Tinplated steel aerosol containers
Tinplated steel (tinplate or electrolytic tinplate [ETP]) aerosol containers are available both with and without an internal polymer coating. The same coating defects discussed in last issue’s Corrosion Corner for aluminum aerosol containers are also found in coated tinplate aerosol containers. Hence, I will not repeat last issue’s discussion and will focus on unlined tinplate defects.
Figure 4 provides an example of an area where the tin coating did not cover (wet) the steel substrate. Non-wetting produces holes in the tin coating that expose the substrate steel, and/or a very thin iron-tin alloy layer—sometimes referred to as K-plate. Multiple holes in tin coatings—such as that in Figure 4—are frequently present in tinplated steel aerosol containers.
There are two different morphologies for the holes in tin coatings. Figure 4 shows the traditional type of hole morphology and Figure 5 shows a newer type of hole morphology that has appeared within the last two decades.
Notice that, when comparing Figure 4 and Figure 5, the newer holes are more symmetrical than the traditional holes. Most likely, the symmetrical newer holes arise from either a new plating bath chemical composition, a new tinplating process or variations in plating bath chemical composition.
Holes in tin coatings are potential sites for pitting corrosion. However, the chemical composition of your formula determines if holes in tin coatings will or will not result in pitting corrosion.
It is unknown at this time if the traditional hole morphology (Figure 4) or the newer hole morphology (Figure 5) result in different susceptibilities to and/or magnitudes of pitting corrosion. Corrosion testing is the only way to determine if a given formula will cause pitting corrosion at holes in the tin coating.
Steel aerosol container welds are diffusion welds formed with heat and pressure. The heat is produced from an electrical current flowing between the overlapping edges of the tinplated steel sheet used to form the cylindrical container body.
A small amount of steel metal could be ejected from under the overlapping edges when the combination of pressure and heat is not optimum. Figure 6 has an example of a small particle of metal ejected from a weld. This phenomenon is referred to as weld spatter.
Weld spatter is not common. However, pitting corrosion could occur if weld spatter produces a small cavern in the weld. The chemical composition of a formula determines if pitting corrosion will occur in a cavern formed by weld splatter.

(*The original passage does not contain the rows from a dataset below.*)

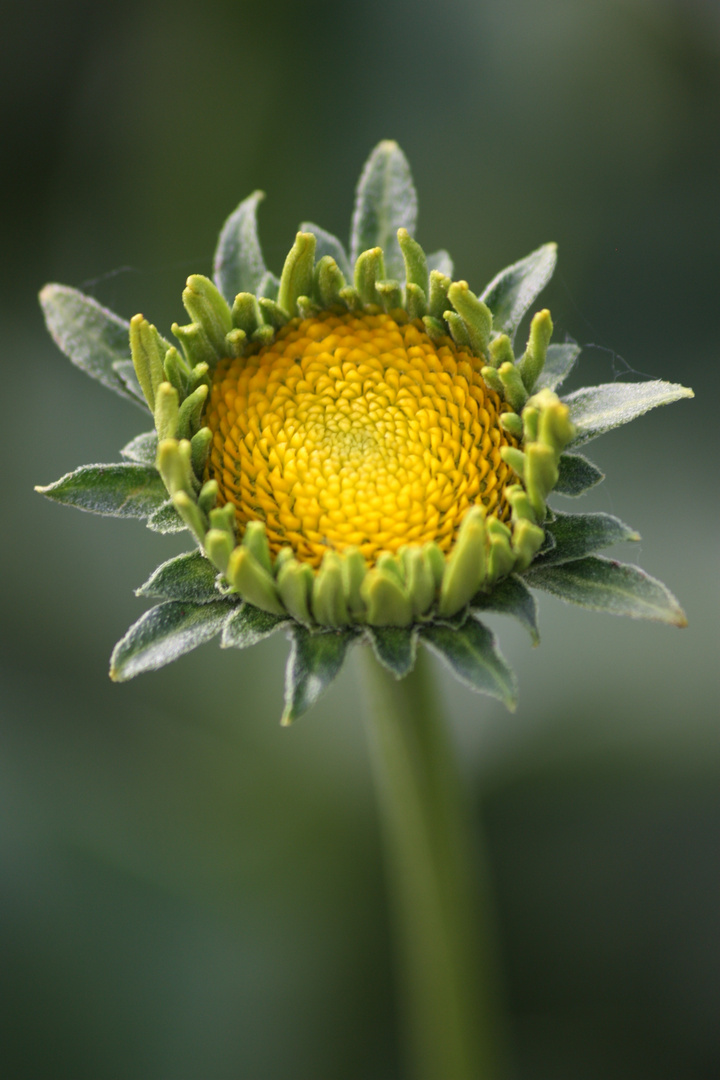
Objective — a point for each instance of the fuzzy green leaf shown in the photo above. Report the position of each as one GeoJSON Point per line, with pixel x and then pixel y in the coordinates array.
{"type": "Point", "coordinates": [579, 535]}
{"type": "Point", "coordinates": [165, 633]}
{"type": "Point", "coordinates": [117, 490]}
{"type": "Point", "coordinates": [597, 409]}
{"type": "Point", "coordinates": [510, 596]}
{"type": "Point", "coordinates": [559, 362]}
{"type": "Point", "coordinates": [190, 577]}
{"type": "Point", "coordinates": [249, 625]}
{"type": "Point", "coordinates": [327, 244]}
{"type": "Point", "coordinates": [471, 652]}
{"type": "Point", "coordinates": [239, 266]}
{"type": "Point", "coordinates": [314, 661]}
{"type": "Point", "coordinates": [512, 292]}
{"type": "Point", "coordinates": [94, 338]}
{"type": "Point", "coordinates": [165, 518]}
{"type": "Point", "coordinates": [385, 201]}
{"type": "Point", "coordinates": [576, 475]}
{"type": "Point", "coordinates": [395, 648]}
{"type": "Point", "coordinates": [143, 448]}
{"type": "Point", "coordinates": [605, 585]}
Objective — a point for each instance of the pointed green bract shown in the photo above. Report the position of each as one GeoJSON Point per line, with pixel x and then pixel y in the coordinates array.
{"type": "Point", "coordinates": [559, 362]}
{"type": "Point", "coordinates": [440, 261]}
{"type": "Point", "coordinates": [90, 335]}
{"type": "Point", "coordinates": [248, 625]}
{"type": "Point", "coordinates": [313, 663]}
{"type": "Point", "coordinates": [189, 577]}
{"type": "Point", "coordinates": [385, 201]}
{"type": "Point", "coordinates": [579, 535]}
{"type": "Point", "coordinates": [575, 475]}
{"type": "Point", "coordinates": [597, 409]}
{"type": "Point", "coordinates": [114, 490]}
{"type": "Point", "coordinates": [512, 292]}
{"type": "Point", "coordinates": [472, 655]}
{"type": "Point", "coordinates": [327, 244]}
{"type": "Point", "coordinates": [614, 588]}
{"type": "Point", "coordinates": [510, 596]}
{"type": "Point", "coordinates": [165, 633]}
{"type": "Point", "coordinates": [395, 647]}
{"type": "Point", "coordinates": [239, 266]}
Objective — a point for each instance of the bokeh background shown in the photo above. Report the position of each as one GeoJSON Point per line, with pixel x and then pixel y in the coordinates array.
{"type": "Point", "coordinates": [188, 891]}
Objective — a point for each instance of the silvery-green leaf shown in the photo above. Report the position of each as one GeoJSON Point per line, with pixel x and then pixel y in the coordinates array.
{"type": "Point", "coordinates": [510, 596]}
{"type": "Point", "coordinates": [512, 292]}
{"type": "Point", "coordinates": [597, 409]}
{"type": "Point", "coordinates": [576, 475]}
{"type": "Point", "coordinates": [395, 647]}
{"type": "Point", "coordinates": [440, 260]}
{"type": "Point", "coordinates": [239, 266]}
{"type": "Point", "coordinates": [559, 362]}
{"type": "Point", "coordinates": [165, 518]}
{"type": "Point", "coordinates": [93, 337]}
{"type": "Point", "coordinates": [189, 577]}
{"type": "Point", "coordinates": [314, 661]}
{"type": "Point", "coordinates": [249, 625]}
{"type": "Point", "coordinates": [165, 633]}
{"type": "Point", "coordinates": [579, 535]}
{"type": "Point", "coordinates": [385, 201]}
{"type": "Point", "coordinates": [327, 244]}
{"type": "Point", "coordinates": [605, 585]}
{"type": "Point", "coordinates": [125, 369]}
{"type": "Point", "coordinates": [471, 652]}
{"type": "Point", "coordinates": [143, 448]}
{"type": "Point", "coordinates": [118, 490]}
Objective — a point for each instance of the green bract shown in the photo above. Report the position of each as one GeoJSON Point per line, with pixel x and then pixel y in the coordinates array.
{"type": "Point", "coordinates": [234, 586]}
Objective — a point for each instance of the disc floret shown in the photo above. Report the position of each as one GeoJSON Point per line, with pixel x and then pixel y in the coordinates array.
{"type": "Point", "coordinates": [357, 449]}
{"type": "Point", "coordinates": [362, 453]}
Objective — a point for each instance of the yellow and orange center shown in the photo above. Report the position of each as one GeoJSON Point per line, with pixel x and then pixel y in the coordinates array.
{"type": "Point", "coordinates": [356, 430]}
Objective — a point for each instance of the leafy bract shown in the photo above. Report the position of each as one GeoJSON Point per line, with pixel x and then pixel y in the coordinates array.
{"type": "Point", "coordinates": [117, 490]}
{"type": "Point", "coordinates": [579, 535]}
{"type": "Point", "coordinates": [512, 292]}
{"type": "Point", "coordinates": [314, 661]}
{"type": "Point", "coordinates": [605, 585]}
{"type": "Point", "coordinates": [395, 647]}
{"type": "Point", "coordinates": [559, 362]}
{"type": "Point", "coordinates": [165, 633]}
{"type": "Point", "coordinates": [249, 625]}
{"type": "Point", "coordinates": [239, 266]}
{"type": "Point", "coordinates": [575, 475]}
{"type": "Point", "coordinates": [597, 409]}
{"type": "Point", "coordinates": [385, 201]}
{"type": "Point", "coordinates": [94, 338]}
{"type": "Point", "coordinates": [511, 596]}
{"type": "Point", "coordinates": [189, 577]}
{"type": "Point", "coordinates": [165, 518]}
{"type": "Point", "coordinates": [471, 652]}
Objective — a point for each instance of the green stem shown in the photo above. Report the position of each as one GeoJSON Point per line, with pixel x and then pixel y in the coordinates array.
{"type": "Point", "coordinates": [445, 934]}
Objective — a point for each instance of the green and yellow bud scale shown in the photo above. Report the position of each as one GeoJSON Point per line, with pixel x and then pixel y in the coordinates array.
{"type": "Point", "coordinates": [356, 448]}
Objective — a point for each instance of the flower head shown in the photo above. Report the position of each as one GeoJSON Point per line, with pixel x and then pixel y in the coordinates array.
{"type": "Point", "coordinates": [357, 449]}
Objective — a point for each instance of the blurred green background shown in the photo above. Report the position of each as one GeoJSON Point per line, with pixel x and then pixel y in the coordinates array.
{"type": "Point", "coordinates": [188, 892]}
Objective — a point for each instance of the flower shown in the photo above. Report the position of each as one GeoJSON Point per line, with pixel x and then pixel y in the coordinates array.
{"type": "Point", "coordinates": [357, 450]}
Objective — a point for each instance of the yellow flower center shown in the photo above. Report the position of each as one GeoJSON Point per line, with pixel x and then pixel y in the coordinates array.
{"type": "Point", "coordinates": [356, 430]}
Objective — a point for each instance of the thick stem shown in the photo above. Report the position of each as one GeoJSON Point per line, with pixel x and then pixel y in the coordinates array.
{"type": "Point", "coordinates": [445, 933]}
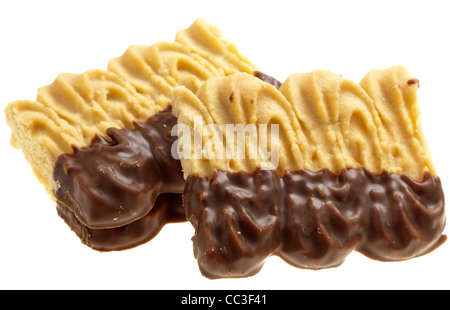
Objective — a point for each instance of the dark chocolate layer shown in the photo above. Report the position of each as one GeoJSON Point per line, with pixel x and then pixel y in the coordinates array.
{"type": "Point", "coordinates": [167, 209]}
{"type": "Point", "coordinates": [311, 220]}
{"type": "Point", "coordinates": [113, 183]}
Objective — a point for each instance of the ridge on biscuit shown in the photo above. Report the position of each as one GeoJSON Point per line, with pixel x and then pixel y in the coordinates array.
{"type": "Point", "coordinates": [75, 107]}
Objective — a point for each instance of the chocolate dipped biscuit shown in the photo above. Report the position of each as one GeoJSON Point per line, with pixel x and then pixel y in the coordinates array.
{"type": "Point", "coordinates": [327, 167]}
{"type": "Point", "coordinates": [100, 141]}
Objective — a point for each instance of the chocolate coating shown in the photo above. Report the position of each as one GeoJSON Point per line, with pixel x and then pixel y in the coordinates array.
{"type": "Point", "coordinates": [310, 219]}
{"type": "Point", "coordinates": [113, 183]}
{"type": "Point", "coordinates": [167, 209]}
{"type": "Point", "coordinates": [110, 193]}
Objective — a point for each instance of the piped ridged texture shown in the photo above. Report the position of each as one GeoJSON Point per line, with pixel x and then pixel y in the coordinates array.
{"type": "Point", "coordinates": [75, 107]}
{"type": "Point", "coordinates": [324, 121]}
{"type": "Point", "coordinates": [353, 172]}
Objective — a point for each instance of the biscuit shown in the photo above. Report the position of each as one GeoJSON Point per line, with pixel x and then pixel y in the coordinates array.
{"type": "Point", "coordinates": [90, 115]}
{"type": "Point", "coordinates": [349, 169]}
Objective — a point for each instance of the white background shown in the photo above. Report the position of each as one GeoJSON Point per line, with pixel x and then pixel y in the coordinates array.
{"type": "Point", "coordinates": [40, 39]}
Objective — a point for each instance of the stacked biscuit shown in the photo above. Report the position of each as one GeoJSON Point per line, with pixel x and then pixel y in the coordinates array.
{"type": "Point", "coordinates": [309, 170]}
{"type": "Point", "coordinates": [80, 116]}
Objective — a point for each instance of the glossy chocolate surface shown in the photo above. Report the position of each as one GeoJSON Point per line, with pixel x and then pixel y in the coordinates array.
{"type": "Point", "coordinates": [113, 183]}
{"type": "Point", "coordinates": [111, 193]}
{"type": "Point", "coordinates": [311, 220]}
{"type": "Point", "coordinates": [167, 209]}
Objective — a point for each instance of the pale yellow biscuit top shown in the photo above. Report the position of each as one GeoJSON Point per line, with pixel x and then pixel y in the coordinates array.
{"type": "Point", "coordinates": [136, 85]}
{"type": "Point", "coordinates": [324, 121]}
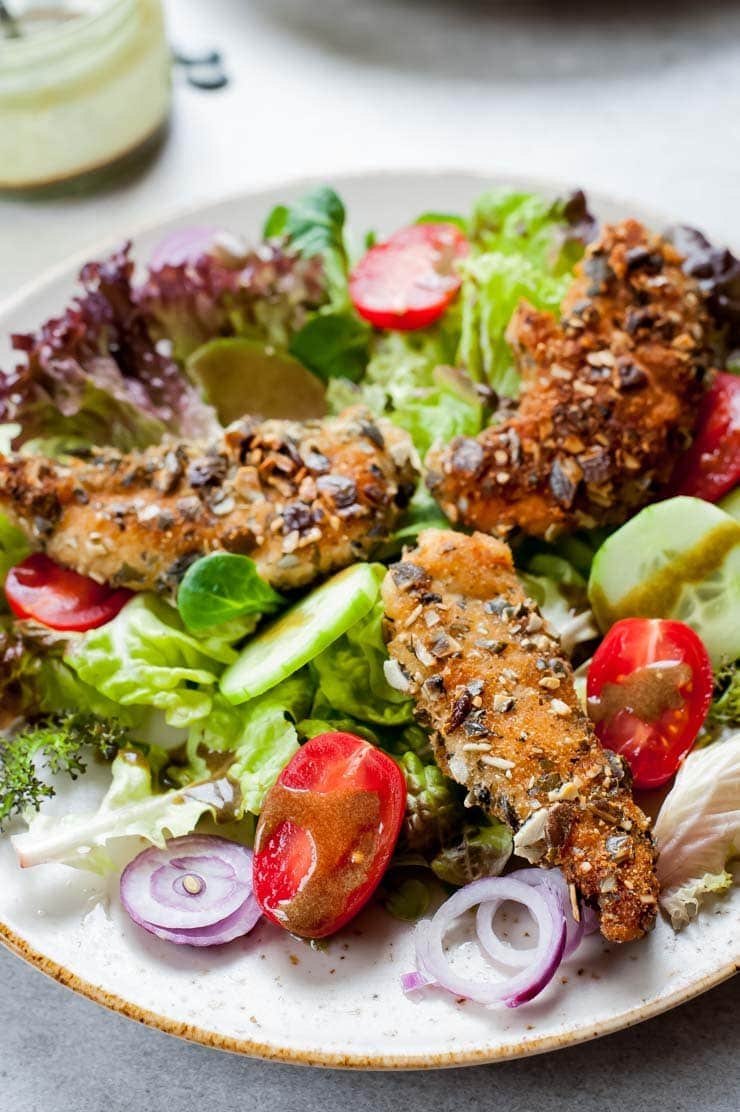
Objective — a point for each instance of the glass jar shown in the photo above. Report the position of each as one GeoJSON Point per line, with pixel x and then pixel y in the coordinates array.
{"type": "Point", "coordinates": [85, 86]}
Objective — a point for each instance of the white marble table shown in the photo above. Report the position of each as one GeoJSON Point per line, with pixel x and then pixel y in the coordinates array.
{"type": "Point", "coordinates": [635, 99]}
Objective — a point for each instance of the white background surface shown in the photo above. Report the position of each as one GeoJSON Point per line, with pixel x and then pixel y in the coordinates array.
{"type": "Point", "coordinates": [633, 99]}
{"type": "Point", "coordinates": [637, 99]}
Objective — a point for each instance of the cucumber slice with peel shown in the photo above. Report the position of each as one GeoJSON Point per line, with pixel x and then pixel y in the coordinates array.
{"type": "Point", "coordinates": [679, 558]}
{"type": "Point", "coordinates": [302, 633]}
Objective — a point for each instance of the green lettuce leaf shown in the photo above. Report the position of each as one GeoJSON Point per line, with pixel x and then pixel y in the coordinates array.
{"type": "Point", "coordinates": [13, 548]}
{"type": "Point", "coordinates": [259, 737]}
{"type": "Point", "coordinates": [524, 246]}
{"type": "Point", "coordinates": [146, 657]}
{"type": "Point", "coordinates": [405, 380]}
{"type": "Point", "coordinates": [222, 587]}
{"type": "Point", "coordinates": [493, 285]}
{"type": "Point", "coordinates": [560, 592]}
{"type": "Point", "coordinates": [334, 340]}
{"type": "Point", "coordinates": [130, 808]}
{"type": "Point", "coordinates": [351, 682]}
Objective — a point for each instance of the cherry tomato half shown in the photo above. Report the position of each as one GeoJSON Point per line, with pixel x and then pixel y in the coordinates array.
{"type": "Point", "coordinates": [649, 689]}
{"type": "Point", "coordinates": [711, 466]}
{"type": "Point", "coordinates": [61, 599]}
{"type": "Point", "coordinates": [408, 281]}
{"type": "Point", "coordinates": [326, 834]}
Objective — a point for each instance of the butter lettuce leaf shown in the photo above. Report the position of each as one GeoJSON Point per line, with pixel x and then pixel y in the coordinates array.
{"type": "Point", "coordinates": [698, 830]}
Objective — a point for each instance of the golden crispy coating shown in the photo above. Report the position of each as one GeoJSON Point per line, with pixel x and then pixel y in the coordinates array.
{"type": "Point", "coordinates": [609, 396]}
{"type": "Point", "coordinates": [496, 694]}
{"type": "Point", "coordinates": [302, 499]}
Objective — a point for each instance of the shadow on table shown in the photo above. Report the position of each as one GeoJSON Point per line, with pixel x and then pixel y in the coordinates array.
{"type": "Point", "coordinates": [62, 1052]}
{"type": "Point", "coordinates": [511, 40]}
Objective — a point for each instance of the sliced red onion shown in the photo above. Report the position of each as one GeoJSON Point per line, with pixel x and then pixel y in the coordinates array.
{"type": "Point", "coordinates": [195, 886]}
{"type": "Point", "coordinates": [554, 879]}
{"type": "Point", "coordinates": [542, 903]}
{"type": "Point", "coordinates": [181, 246]}
{"type": "Point", "coordinates": [234, 926]}
{"type": "Point", "coordinates": [411, 982]}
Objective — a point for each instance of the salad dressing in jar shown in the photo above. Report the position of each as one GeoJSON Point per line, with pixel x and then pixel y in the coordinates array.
{"type": "Point", "coordinates": [84, 87]}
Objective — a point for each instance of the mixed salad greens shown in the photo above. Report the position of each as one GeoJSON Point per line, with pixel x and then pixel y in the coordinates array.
{"type": "Point", "coordinates": [204, 706]}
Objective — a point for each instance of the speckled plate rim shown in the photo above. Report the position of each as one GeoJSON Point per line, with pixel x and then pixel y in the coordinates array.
{"type": "Point", "coordinates": [436, 1061]}
{"type": "Point", "coordinates": [252, 1048]}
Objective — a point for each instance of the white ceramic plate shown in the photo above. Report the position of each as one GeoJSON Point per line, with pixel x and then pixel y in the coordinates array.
{"type": "Point", "coordinates": [268, 995]}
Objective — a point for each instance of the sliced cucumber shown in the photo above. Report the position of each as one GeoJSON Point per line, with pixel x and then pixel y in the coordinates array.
{"type": "Point", "coordinates": [680, 559]}
{"type": "Point", "coordinates": [242, 376]}
{"type": "Point", "coordinates": [302, 633]}
{"type": "Point", "coordinates": [731, 504]}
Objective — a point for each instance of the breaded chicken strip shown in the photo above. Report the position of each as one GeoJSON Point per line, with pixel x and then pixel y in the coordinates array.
{"type": "Point", "coordinates": [609, 397]}
{"type": "Point", "coordinates": [496, 694]}
{"type": "Point", "coordinates": [302, 499]}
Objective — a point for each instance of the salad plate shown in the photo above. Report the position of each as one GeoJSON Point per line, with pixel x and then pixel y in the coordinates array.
{"type": "Point", "coordinates": [338, 1002]}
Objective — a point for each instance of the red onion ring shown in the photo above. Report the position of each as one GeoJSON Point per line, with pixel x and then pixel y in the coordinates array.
{"type": "Point", "coordinates": [559, 884]}
{"type": "Point", "coordinates": [234, 926]}
{"type": "Point", "coordinates": [181, 246]}
{"type": "Point", "coordinates": [197, 890]}
{"type": "Point", "coordinates": [543, 904]}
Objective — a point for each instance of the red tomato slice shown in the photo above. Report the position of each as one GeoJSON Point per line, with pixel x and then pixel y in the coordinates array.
{"type": "Point", "coordinates": [408, 281]}
{"type": "Point", "coordinates": [711, 466]}
{"type": "Point", "coordinates": [326, 834]}
{"type": "Point", "coordinates": [61, 599]}
{"type": "Point", "coordinates": [649, 688]}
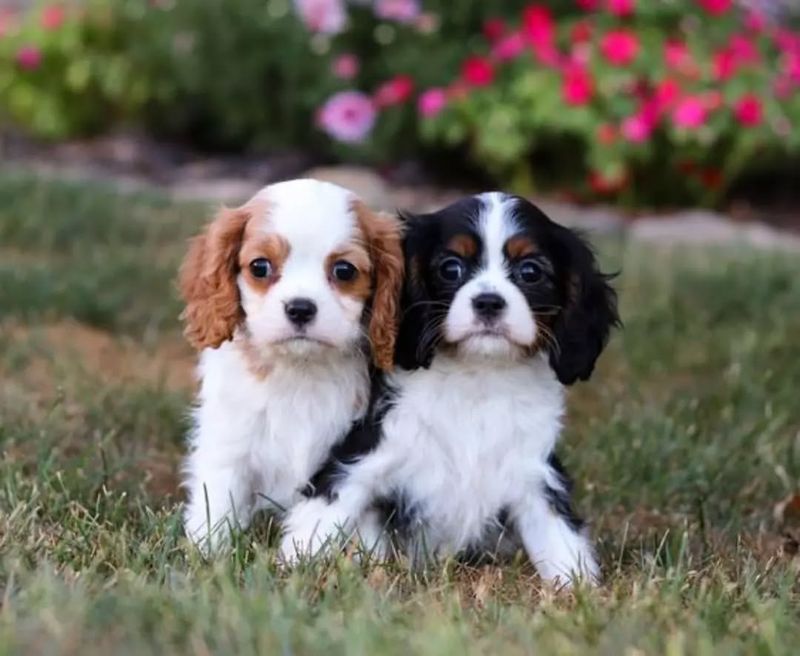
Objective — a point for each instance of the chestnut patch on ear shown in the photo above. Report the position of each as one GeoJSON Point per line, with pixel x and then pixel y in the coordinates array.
{"type": "Point", "coordinates": [520, 246]}
{"type": "Point", "coordinates": [359, 286]}
{"type": "Point", "coordinates": [382, 234]}
{"type": "Point", "coordinates": [207, 279]}
{"type": "Point", "coordinates": [463, 245]}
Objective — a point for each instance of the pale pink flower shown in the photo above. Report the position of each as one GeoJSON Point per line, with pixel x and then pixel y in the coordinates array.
{"type": "Point", "coordinates": [345, 66]}
{"type": "Point", "coordinates": [431, 102]}
{"type": "Point", "coordinates": [29, 58]}
{"type": "Point", "coordinates": [402, 11]}
{"type": "Point", "coordinates": [638, 127]}
{"type": "Point", "coordinates": [322, 16]}
{"type": "Point", "coordinates": [347, 116]}
{"type": "Point", "coordinates": [690, 112]}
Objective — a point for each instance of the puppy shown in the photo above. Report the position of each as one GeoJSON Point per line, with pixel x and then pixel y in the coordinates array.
{"type": "Point", "coordinates": [284, 296]}
{"type": "Point", "coordinates": [501, 309]}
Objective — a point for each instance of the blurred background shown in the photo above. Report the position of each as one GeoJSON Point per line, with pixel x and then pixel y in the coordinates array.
{"type": "Point", "coordinates": [657, 104]}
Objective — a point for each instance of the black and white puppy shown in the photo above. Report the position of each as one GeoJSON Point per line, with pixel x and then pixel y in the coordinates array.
{"type": "Point", "coordinates": [501, 309]}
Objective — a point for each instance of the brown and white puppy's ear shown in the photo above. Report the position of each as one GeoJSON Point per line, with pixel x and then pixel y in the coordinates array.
{"type": "Point", "coordinates": [207, 280]}
{"type": "Point", "coordinates": [383, 235]}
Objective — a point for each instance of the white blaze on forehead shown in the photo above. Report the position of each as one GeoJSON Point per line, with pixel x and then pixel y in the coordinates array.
{"type": "Point", "coordinates": [314, 217]}
{"type": "Point", "coordinates": [496, 226]}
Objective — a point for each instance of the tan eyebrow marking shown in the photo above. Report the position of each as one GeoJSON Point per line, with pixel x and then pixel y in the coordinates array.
{"type": "Point", "coordinates": [520, 246]}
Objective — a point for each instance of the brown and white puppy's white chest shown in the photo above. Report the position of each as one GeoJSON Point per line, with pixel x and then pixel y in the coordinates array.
{"type": "Point", "coordinates": [287, 298]}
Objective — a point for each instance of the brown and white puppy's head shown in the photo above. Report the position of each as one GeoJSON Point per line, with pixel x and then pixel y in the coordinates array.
{"type": "Point", "coordinates": [302, 268]}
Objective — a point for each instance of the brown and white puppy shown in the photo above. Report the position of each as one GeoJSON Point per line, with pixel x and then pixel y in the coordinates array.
{"type": "Point", "coordinates": [286, 297]}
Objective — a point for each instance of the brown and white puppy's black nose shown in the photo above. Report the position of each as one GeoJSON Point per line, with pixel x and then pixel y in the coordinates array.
{"type": "Point", "coordinates": [300, 311]}
{"type": "Point", "coordinates": [488, 306]}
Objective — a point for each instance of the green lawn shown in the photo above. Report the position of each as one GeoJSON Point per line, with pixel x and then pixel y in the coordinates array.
{"type": "Point", "coordinates": [682, 444]}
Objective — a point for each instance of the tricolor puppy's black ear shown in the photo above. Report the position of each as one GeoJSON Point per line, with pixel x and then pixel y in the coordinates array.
{"type": "Point", "coordinates": [417, 335]}
{"type": "Point", "coordinates": [588, 314]}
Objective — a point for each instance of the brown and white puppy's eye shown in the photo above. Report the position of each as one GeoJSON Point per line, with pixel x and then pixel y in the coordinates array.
{"type": "Point", "coordinates": [344, 271]}
{"type": "Point", "coordinates": [528, 272]}
{"type": "Point", "coordinates": [261, 267]}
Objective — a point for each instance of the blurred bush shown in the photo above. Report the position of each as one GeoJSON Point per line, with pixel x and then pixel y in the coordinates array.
{"type": "Point", "coordinates": [645, 102]}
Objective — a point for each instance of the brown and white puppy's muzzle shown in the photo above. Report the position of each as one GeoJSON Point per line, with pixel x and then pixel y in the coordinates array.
{"type": "Point", "coordinates": [302, 267]}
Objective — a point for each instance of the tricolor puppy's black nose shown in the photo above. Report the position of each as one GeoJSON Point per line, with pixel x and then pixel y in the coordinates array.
{"type": "Point", "coordinates": [300, 311]}
{"type": "Point", "coordinates": [488, 305]}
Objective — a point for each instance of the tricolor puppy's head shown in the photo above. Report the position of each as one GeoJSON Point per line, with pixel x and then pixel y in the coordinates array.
{"type": "Point", "coordinates": [301, 268]}
{"type": "Point", "coordinates": [492, 277]}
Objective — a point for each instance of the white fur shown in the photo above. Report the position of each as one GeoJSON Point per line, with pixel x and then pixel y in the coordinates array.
{"type": "Point", "coordinates": [463, 440]}
{"type": "Point", "coordinates": [271, 407]}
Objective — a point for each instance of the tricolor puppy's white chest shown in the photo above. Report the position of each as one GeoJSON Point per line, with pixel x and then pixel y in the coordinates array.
{"type": "Point", "coordinates": [468, 442]}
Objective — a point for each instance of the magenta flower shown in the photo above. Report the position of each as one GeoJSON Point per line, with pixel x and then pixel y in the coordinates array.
{"type": "Point", "coordinates": [322, 16]}
{"type": "Point", "coordinates": [347, 116]}
{"type": "Point", "coordinates": [748, 110]}
{"type": "Point", "coordinates": [638, 127]}
{"type": "Point", "coordinates": [29, 58]}
{"type": "Point", "coordinates": [690, 113]}
{"type": "Point", "coordinates": [345, 66]}
{"type": "Point", "coordinates": [432, 102]}
{"type": "Point", "coordinates": [402, 11]}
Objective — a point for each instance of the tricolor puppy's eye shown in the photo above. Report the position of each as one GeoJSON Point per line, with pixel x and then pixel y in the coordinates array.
{"type": "Point", "coordinates": [528, 271]}
{"type": "Point", "coordinates": [261, 267]}
{"type": "Point", "coordinates": [452, 269]}
{"type": "Point", "coordinates": [343, 271]}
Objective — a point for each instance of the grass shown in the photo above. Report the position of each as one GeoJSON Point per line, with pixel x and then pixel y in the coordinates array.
{"type": "Point", "coordinates": [681, 445]}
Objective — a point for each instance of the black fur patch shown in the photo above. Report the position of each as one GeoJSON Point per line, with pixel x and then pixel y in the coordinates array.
{"type": "Point", "coordinates": [561, 499]}
{"type": "Point", "coordinates": [364, 436]}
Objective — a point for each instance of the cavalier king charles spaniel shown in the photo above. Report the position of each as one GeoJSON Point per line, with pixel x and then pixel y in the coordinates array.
{"type": "Point", "coordinates": [501, 309]}
{"type": "Point", "coordinates": [286, 297]}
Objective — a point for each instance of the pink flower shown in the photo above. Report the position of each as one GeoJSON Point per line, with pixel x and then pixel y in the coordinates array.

The material defect examples in this and last issue’s Corrosion Corner both provided examples of macro-defects that can be seen either with the unaided eye or a light microscope. These types of defects typically do not cause corrosion. However, there are formulas that will cause or contribute to spray package corrosion at these defects. Thus, corrosion testing is necessary for both new products and existing-product derivatives to prevent unexpected corrosion.